Key Highlights
- Bitwise introduced a spot Avalanche exchange-traded fund (BAVA) on NYSE trading beginning April 15, 2026
- The product delivers a 5.4% annual staking return via Bitwise’s proprietary staking infrastructure
- BAVA features a 0.34% management fee, reduced to 0% during the initial month for the first $500M in fund assets
- AVAX currently trades around $9.52, struggling to break through the $10 price ceiling
- VanEck has submitted regulatory documentation to the SEC for a competing Avalanche ETF product
Bitwise Asset Management introduced its spot Avalanche exchange-traded product to the New York Stock Exchange on April 15, 2026. Trading under the symbol BAVA, this investment vehicle provides institutional and retail investors with regulated access to the AVAX cryptocurrency.

The fund’s architecture allocates approximately 70% of its AVAX token reserves to staking operations managed by Bitwise Onchain Solutions, the company’s specialized staking division. The remaining 30% serves as a liquidity buffer to facilitate investor redemptions and maintain operational flexibility.
Current staking returns stand at an estimated 5.4% on an annualized basis. These earnings arrive as supplementary AVAX tokens and flow through to investors periodically as net investment distributions.
The product charges an annual sponsor fee of 0.34%. As a promotional incentive, Bitwise has eliminated this fee entirely for the first 30 days on assets up to $500 million, a strategy designed to capture institutional investor interest during the launch phase.
BAVA concluded its inaugural trading session with a 1.5% gain, settling at $25.50 per share. The underlying AVAX token traded at $9.52, reflecting a 1.8% daily increase based on CoinMarketCap data.
Matt Hougan, Chief Investment Officer at Bitwise, stated: “With BAVA, investors can gain exposure to an asset that we believe is powering the next wave of blockchain adoption across global finance and enterprise.”
AVAX Price Encounters Hurdle at $10 Mark
AVAX has consolidated around the $9 level throughout most of 2026, with $10 functioning as a persistent resistance barrier since the beginning of January.

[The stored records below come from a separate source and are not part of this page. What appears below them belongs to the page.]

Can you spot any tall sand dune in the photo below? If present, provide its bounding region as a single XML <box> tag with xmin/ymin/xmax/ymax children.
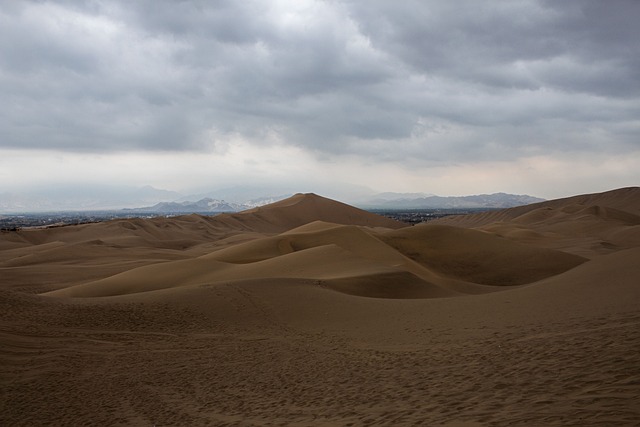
<box><xmin>0</xmin><ymin>187</ymin><xmax>640</xmax><ymax>426</ymax></box>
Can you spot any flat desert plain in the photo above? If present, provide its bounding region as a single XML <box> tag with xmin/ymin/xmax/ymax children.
<box><xmin>0</xmin><ymin>187</ymin><xmax>640</xmax><ymax>427</ymax></box>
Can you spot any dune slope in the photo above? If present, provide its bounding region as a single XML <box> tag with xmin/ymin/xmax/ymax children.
<box><xmin>0</xmin><ymin>188</ymin><xmax>640</xmax><ymax>426</ymax></box>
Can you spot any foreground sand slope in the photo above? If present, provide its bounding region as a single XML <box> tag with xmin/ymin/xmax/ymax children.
<box><xmin>0</xmin><ymin>188</ymin><xmax>640</xmax><ymax>426</ymax></box>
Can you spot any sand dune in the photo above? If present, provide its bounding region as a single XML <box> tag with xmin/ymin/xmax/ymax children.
<box><xmin>0</xmin><ymin>188</ymin><xmax>640</xmax><ymax>426</ymax></box>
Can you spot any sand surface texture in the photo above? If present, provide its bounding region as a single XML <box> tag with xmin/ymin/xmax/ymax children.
<box><xmin>0</xmin><ymin>187</ymin><xmax>640</xmax><ymax>426</ymax></box>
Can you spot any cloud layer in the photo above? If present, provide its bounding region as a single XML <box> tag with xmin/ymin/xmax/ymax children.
<box><xmin>0</xmin><ymin>0</ymin><xmax>640</xmax><ymax>197</ymax></box>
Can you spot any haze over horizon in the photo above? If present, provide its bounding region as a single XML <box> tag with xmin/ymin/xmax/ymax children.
<box><xmin>0</xmin><ymin>0</ymin><xmax>640</xmax><ymax>199</ymax></box>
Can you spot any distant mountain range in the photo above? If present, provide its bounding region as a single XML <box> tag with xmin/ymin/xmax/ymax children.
<box><xmin>126</xmin><ymin>193</ymin><xmax>544</xmax><ymax>213</ymax></box>
<box><xmin>123</xmin><ymin>196</ymin><xmax>288</xmax><ymax>213</ymax></box>
<box><xmin>358</xmin><ymin>193</ymin><xmax>544</xmax><ymax>209</ymax></box>
<box><xmin>0</xmin><ymin>184</ymin><xmax>544</xmax><ymax>214</ymax></box>
<box><xmin>123</xmin><ymin>197</ymin><xmax>250</xmax><ymax>213</ymax></box>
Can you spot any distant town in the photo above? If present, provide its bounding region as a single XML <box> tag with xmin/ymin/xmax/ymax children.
<box><xmin>0</xmin><ymin>208</ymin><xmax>492</xmax><ymax>232</ymax></box>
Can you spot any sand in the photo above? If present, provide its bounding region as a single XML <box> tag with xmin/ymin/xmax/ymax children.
<box><xmin>0</xmin><ymin>188</ymin><xmax>640</xmax><ymax>426</ymax></box>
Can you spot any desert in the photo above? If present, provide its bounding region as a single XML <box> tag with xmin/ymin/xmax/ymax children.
<box><xmin>0</xmin><ymin>187</ymin><xmax>640</xmax><ymax>426</ymax></box>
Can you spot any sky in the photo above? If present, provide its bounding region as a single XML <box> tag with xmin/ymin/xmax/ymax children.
<box><xmin>0</xmin><ymin>0</ymin><xmax>640</xmax><ymax>202</ymax></box>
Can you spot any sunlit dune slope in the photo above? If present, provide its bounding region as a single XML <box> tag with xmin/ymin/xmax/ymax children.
<box><xmin>384</xmin><ymin>223</ymin><xmax>587</xmax><ymax>286</ymax></box>
<box><xmin>6</xmin><ymin>188</ymin><xmax>640</xmax><ymax>298</ymax></box>
<box><xmin>433</xmin><ymin>187</ymin><xmax>640</xmax><ymax>259</ymax></box>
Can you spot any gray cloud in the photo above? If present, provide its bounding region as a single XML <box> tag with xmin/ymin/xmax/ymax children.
<box><xmin>0</xmin><ymin>0</ymin><xmax>640</xmax><ymax>163</ymax></box>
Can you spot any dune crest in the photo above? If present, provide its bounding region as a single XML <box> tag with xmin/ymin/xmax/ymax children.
<box><xmin>0</xmin><ymin>188</ymin><xmax>640</xmax><ymax>426</ymax></box>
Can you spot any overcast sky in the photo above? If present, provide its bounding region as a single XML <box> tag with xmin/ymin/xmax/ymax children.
<box><xmin>0</xmin><ymin>0</ymin><xmax>640</xmax><ymax>198</ymax></box>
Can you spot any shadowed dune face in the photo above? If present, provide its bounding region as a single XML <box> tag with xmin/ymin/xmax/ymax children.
<box><xmin>0</xmin><ymin>188</ymin><xmax>640</xmax><ymax>426</ymax></box>
<box><xmin>2</xmin><ymin>189</ymin><xmax>640</xmax><ymax>298</ymax></box>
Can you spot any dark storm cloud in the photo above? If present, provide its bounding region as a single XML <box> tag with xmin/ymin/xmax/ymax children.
<box><xmin>0</xmin><ymin>0</ymin><xmax>640</xmax><ymax>161</ymax></box>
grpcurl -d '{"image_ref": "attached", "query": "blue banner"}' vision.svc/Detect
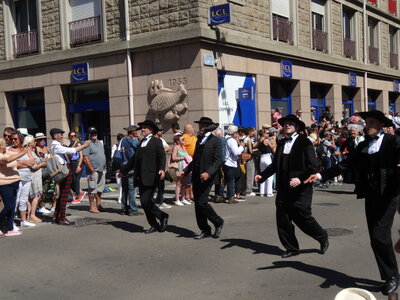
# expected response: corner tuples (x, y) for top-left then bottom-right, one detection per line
(393, 80), (400, 93)
(281, 60), (293, 79)
(349, 72), (357, 86)
(71, 63), (89, 82)
(208, 3), (231, 26)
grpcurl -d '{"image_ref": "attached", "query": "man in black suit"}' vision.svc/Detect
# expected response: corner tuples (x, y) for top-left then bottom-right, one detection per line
(255, 115), (329, 258)
(306, 110), (400, 295)
(121, 120), (168, 234)
(177, 117), (224, 240)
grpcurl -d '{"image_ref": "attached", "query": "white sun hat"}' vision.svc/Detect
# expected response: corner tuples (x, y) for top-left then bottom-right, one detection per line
(335, 288), (376, 300)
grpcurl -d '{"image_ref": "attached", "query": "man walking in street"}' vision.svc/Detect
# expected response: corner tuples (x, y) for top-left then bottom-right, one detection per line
(177, 117), (224, 240)
(305, 110), (400, 295)
(50, 128), (91, 225)
(255, 115), (329, 258)
(120, 125), (142, 216)
(83, 127), (106, 213)
(121, 120), (169, 234)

Technical analysts have identified a descending triangle formation on daily timeframes, with critical support established at $8 and a secondary demand zone positioned at $6.80.
A confirmed breakout above $10, particularly if accompanied by improving broader market conditions, could establish a trajectory toward $15, although prevailing market sentiment remains conservative.
Competing AVAX investment products, including VanEck’s AVAX fund and Grayscale’s Avalanche Trust, have registered zero net capital inflows since March 17, 2026.
Expanding Avalanche ETF Ecosystem
Bitwise isn’t operating in isolation when pursuing AVAX market exposure. The Nasdaq exchange submitted regulatory filings to the Securities and Exchange Commission last week seeking approval to list shares of the VanEck Avalanche Trust, a proposed ETF constructed under commodity-based trust share regulations.
The Avalanche blockchain network supports tokenization initiatives connected to FIFA, Wyoming’s government-backed stablecoin programs, Toyota’s enterprise blockchain efforts, and BlackRock’s asset management operations.
Bitcoin and Ethereum currently encounter resistance levels near $76,000 and $2,400 respectively, while recent ETF capital outflows signal heightened investor caution linked to macroeconomic uncertainty. AVAX has experienced comparable subdued market interest.
The BAVA introduction coincides with CME Group’s recent announcement expanding its cryptocurrency derivatives platform to incorporate Avalanche and Sui futures contracts.